Risplendete come astri nel mondo, tenendo alta la parola di vita, in modo che nel giorno di Cristo io possa vantarmi di non aver corso invano, né invano faticato

Filippesi 2, 15-16  

Questo passaggio è estratto dalla lettera dell’apostolo Paolo alla giovane chiesa di Filippi. Di quel mondo oggi, non restano altro che rovine. Ma quella sua lettera non era destinata a rimanere lettera morta bensì a fare, più volte, il giro del mondo e il seme che conteneva, nei secoli, germogliò e germoglia in ogni dove. Paolo, da quel che sappiamo, fondò comunità cristiane in grandi centri urbani, proseguendo la sua attività senza mai fermarsi più di due anni nello stesso posto. Con le sue lettere, personali ma non private, tentò di colmare le sue assenze pastorali invitando i credenti e collaboratori a crescere localmente nelle proprie responsabilità.

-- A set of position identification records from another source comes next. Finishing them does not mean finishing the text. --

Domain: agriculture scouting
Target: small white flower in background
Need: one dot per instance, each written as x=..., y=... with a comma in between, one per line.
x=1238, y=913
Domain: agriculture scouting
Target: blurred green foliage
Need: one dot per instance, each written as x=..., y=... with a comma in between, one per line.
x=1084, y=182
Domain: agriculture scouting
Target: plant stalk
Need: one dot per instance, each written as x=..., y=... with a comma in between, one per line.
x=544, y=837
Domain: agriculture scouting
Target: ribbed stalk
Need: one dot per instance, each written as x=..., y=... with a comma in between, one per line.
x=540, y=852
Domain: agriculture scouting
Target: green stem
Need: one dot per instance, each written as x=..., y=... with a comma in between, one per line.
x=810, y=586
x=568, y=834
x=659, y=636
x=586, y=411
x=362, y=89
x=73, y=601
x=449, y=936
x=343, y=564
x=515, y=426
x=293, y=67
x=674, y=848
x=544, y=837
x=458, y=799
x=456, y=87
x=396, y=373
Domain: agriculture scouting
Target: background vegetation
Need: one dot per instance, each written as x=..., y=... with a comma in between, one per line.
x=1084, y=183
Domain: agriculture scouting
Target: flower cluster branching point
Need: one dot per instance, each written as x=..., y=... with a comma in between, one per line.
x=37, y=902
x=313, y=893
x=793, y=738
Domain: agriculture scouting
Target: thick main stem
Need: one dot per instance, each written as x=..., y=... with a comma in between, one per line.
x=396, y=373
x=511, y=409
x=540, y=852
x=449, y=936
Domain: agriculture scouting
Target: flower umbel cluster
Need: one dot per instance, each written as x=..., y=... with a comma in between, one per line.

Cambiano le situazioni, le condizioni e i tempi ma l’annuncio dell’evangelo rimane come costante interlocuzione in precise circostanze.  Quella alla quale Paolo indirizza il suo scritto, anche per la composizione eterogenea della giovane chiesa macedone, tocca temi delicati: frizioni, personalismi, polemiche pretestuose, eccessi di protagonismo, rivalità, divisioni… Paolo non abborda il tema giudicando o colpevolizzando gli ascoltatori, raccomanda piuttosto di «autoevangelizzarsi», di impegnarsi con timore e tremore per la salvezza non solo propria ma degli altri (v. 12). Che si veda insomma – dice Paolo – come Dio stia lavorando in noi e tra noi. Che si veda, in quanto credenti, come ci comportiamo dentro la società. L’augurio è che le nostre scelte, con l’aiuto del Signore, possano brillare. Che le nostre riflessioni possano rimbalzare tra la gente come occasioni di arricchimento gioioso. Per tutti. L’isolamento o il rinchiuderci tra le nostre mura non serve, così come non serve vantare una pretesa superiorità. Le crisi succedono ma anziché distruggere relazioni, per quanto possibile, diventino, almeno nella chiesa, occasioni di confronto e di crescita. La causa nella quale crediamo – dice Paolo – è così preziosa che non possiamo svilirla o ridurla a fattore disgregativo. Questa causa è il nostro punto di forza. Come cristiani non ne abbiamo un altro di riserva. Proclamare l’opera di Dio in Cristo con tutto noi stessi illumina le nostre vite e speriamo anche quelle degli altri. Pur sapendo che è Dio che accende la luce, noi possiamo esserne un riflesso. Questo è ciò che ci auguriamo. Amen.